Bio Note: If I didn’t write, especially poetry, I’d probably be up for autistic in five languages. A German-born UK national, I now live in Lima, Peru. While my heart occasionally rummages in German, my mouth speaks Spanish, my spirit is playing in English, and I often have to look up a French word in the dictionary.
I have escaped the dark side of the stones where only bugs hide. Slabs of hardness gave no succor, but my frozen fountain gave me water, gravel’s rasping voices sang me to sleep, perhaps that's what it was. You ask where I was born. I say Germany. You think war. You think Jews. You think wunder. I say childhood made from faulty pieces, a puzzle with no satisfactory outcome. Pockmarked playgrounds, dead rabbits, rabble, rubble, revivals, renegades, revelations.
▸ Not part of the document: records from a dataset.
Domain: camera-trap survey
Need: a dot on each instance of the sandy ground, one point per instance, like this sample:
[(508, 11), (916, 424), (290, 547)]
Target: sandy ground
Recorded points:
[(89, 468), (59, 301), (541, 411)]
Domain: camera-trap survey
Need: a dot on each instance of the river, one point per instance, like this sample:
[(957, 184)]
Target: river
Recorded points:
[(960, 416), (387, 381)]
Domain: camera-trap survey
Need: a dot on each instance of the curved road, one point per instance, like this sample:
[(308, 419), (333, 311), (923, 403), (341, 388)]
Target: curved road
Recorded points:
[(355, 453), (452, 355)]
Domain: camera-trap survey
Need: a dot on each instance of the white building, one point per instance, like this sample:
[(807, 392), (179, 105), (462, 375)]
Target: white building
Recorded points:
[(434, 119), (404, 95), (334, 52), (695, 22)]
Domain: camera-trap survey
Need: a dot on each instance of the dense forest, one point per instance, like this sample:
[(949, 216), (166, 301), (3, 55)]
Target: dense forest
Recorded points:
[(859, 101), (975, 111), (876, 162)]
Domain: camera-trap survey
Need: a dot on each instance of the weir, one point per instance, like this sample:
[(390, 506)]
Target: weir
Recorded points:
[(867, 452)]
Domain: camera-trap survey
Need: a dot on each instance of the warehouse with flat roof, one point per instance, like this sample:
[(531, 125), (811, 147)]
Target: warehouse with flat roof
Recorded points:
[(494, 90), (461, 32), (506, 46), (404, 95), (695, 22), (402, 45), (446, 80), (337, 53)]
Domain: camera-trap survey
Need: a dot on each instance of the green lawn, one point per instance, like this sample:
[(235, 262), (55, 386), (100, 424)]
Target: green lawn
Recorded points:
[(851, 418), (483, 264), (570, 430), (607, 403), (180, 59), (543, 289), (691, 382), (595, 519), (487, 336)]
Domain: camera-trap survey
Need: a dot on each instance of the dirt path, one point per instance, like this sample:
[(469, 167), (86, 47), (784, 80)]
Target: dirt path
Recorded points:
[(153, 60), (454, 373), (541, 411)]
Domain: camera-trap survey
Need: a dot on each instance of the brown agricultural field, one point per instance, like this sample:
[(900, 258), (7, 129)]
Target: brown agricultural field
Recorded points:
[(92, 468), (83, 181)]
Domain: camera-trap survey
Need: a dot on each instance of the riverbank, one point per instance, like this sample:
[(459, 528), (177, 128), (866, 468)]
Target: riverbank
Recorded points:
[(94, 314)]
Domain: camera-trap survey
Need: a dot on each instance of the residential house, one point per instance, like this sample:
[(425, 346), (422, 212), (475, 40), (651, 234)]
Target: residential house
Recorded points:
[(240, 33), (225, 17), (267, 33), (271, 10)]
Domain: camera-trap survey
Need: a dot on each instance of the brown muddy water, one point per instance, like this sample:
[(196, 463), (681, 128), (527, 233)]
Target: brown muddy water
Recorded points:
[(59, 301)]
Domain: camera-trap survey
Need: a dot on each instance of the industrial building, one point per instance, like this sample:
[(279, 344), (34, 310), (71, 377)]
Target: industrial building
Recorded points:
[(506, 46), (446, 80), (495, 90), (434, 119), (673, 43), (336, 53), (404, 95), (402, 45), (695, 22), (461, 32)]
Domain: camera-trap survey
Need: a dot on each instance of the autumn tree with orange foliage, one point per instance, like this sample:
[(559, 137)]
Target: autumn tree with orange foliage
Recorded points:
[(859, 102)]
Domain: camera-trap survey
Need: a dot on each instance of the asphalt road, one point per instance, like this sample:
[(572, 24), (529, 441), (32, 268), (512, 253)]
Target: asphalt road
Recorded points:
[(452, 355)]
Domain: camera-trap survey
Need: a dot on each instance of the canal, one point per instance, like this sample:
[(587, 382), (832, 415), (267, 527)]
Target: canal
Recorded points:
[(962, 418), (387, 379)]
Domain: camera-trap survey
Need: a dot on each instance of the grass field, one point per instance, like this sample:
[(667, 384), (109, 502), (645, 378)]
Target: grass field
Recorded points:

When the deluge comes again, I shall open wide, let myself be cleaned.
I Have Always Been Afraid of People
No, not of my mother who made me porridge from home-dried wheat ground in the coffee mill, or my brother who made me kites from balsa wood and sandwich paper, grandfather who explained the finer points of mushrooms and the call of the heron, the tail feathers of the king fisher and the beauty of a beaver dam, neither that little old woman with her beret poised coquettishly to one side, her useless left arm on the armrest of the wheelchair who smelled of camphor and all things decaying, or my uncle Ed who was home on leave and let me tie his thick hair with ribbons, but of those who would be my friends when the times were good.